On Sun, Aug 31, 2003 at 01:41:09PM +0200, Simon Matter wrote:
> I have upgraded one of my servers some days ago to my own
> kernel-2.4.20-20.7.XFS1.3.0. This is the kernel-2.4.20-19.9.XFS1.3.0 from
> oss, upgraded to the RedHat 2.4.20-20 release and nptl disabled (for
> RH7.x). I'm running RedHat 7.2, upgraded to the latest errata level. All
> xfs tools are the most current.
> Yesterday, my /home filesystem was shut down with the following error:
> xfs_inotobp: xfs_imap() returned an error 22 on md(9,8). Returning error.
> xfs_iunlink_remove: xfs_inotobp() returned an error 22 on md(9,8).
> Returning error.
> xfs_inactive: xfs_ifree() returned an error = 22 on md(9,8)
> xfs_force_shutdown(md(9,8),0x1) called from line 1846 of file
> xfs_vnodeops.c. Return address = 0xd08bd8c6
> Filesystem "md(9,8)": I/O Error Detected. Shutting down filesystem: md(9,8)
> Please umount the filesystem, and rectify the problem(s)
Hmmm - seen a couple of these reports now, unfortunately I haven't
come across it myself yet. Someone else has a bugzilla bug open,
it seems to be really difficult to trigger this one.
> [root@xxl root]# xfs_check /dev/md8
> xfs_check: warning - cannot get sector size from block device /dev/md8:
> Invalid argument
this is where those bogus md "ictls" are coming from, btw. Its
fixed in more recent kernels, you can search lkml archives for
recent Neil Brown patches and find the fix (its some missing code
in md, and is harmless here).
> agf_freeblks 22053, counted 30629 in ag 6
> agi_freecount 332, counted 331 in ag 153
> [root@xxl root]# xfs_repair -n -l /dev/md9 /dev/md8
Running xfs_repair without -n might help in this case to fix sufficient
data on the first run that subsequent runs don't dump core. :|
The gdb trace from xfs_repair will provide more clues here too.
> xfs_repair: warning - cannot get sector size from block device /dev/md8:
> Invalid argument
> xfs_repair: warning - cannot get sector size from block device /dev/md9:
> Invalid argument
> Phase 1 - find and verify superblock...

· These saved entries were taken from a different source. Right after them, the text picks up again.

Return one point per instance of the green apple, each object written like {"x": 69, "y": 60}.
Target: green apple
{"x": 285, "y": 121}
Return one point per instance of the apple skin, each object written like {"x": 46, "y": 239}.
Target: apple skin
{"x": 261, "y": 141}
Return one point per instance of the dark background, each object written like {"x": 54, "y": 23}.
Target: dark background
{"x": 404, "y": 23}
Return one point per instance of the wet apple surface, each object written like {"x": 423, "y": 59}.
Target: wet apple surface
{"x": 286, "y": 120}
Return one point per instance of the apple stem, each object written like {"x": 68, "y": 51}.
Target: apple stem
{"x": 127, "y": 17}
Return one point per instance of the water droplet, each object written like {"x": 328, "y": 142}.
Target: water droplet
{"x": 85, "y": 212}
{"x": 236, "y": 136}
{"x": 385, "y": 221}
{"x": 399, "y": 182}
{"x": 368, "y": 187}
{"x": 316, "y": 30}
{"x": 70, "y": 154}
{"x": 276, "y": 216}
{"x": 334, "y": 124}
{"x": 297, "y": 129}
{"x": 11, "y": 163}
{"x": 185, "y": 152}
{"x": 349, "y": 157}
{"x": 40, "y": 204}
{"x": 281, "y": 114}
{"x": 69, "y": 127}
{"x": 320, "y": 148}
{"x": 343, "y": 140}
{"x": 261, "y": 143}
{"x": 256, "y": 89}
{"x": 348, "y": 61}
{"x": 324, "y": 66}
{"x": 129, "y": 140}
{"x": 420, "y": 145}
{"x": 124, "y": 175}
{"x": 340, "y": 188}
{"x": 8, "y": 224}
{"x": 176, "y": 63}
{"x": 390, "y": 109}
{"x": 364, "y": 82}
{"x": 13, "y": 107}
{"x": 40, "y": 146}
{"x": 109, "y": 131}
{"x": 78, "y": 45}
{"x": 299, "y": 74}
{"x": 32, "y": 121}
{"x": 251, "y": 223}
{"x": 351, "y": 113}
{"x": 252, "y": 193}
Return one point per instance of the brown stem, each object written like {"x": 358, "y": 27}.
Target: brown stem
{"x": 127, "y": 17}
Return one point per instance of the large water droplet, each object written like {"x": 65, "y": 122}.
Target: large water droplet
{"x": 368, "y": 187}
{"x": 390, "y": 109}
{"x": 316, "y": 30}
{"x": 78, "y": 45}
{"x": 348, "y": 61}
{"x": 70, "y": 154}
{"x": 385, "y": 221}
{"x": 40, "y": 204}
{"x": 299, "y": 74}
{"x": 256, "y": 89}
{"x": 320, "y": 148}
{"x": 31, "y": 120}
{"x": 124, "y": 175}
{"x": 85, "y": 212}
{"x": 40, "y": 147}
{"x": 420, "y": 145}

> sb root inode value 128 inconsistent with calculated value 512
> would reset superblock root inode pointer to 512
Wierd. Is this a 4K blocksize filesystem? Do you have xfs_info
output handy? taa.
> sb realtime bitmap inode 129 inconsistent with calculated value 513
> would reset superblock realtime bitmap ino pointer to 513
> sb realtime summary inode 130 inconsistent with calculated value 514
> would reset superblock realtime summary ino pointer to 514
> Phase 2 - using external log on /dev/md9
> - scan filesystem freespace and inode maps...
> root inode chunk not found
> avl_insert: Warning! duplicate range [512,576]
> add_inode - duplicate inode range
> Phase 3 - for each AG...
> - scan (but don't clear) agi unlinked lists...
> - process known inodes and perform inode discovery...
> - agno = 0
> bad .. entry in directory inode 128, points to self: would clear entry
> data fork in inode 170 claims metadata block 32
> bad data fork in inode 170
> would have cleared inode 170
> data fork in inode 171 claims metadata block 33
> bad data fork in inode 171
> would have cleared inode 171
> - agno = 1
> - agno = 2
> - agno = 3
> - agno = 4
> - agno = 5
> - agno = 156
> - agno = 157
> - agno = 158
> - agno = 159
> - process newly discovered inodes...
> Phase 4 - check for duplicate blocks...
> - setting up duplicate extent list...
> Segmentation fault
> [root@xxl root]# xfs_repair -V
> xfs_repair version 2.5.6
> I never considered the following a problem but wanted to mention it anyways.
> While running xfs_check and xfs_repair, I also get this in the logs:
> md: xfs_db(pid 9985) used obsolete MD ioctl, upgrade your software to use
> new ictls.
This part at least is an md problem fixed in more recent kernels.
The corruption is more concerning though, and unrelated.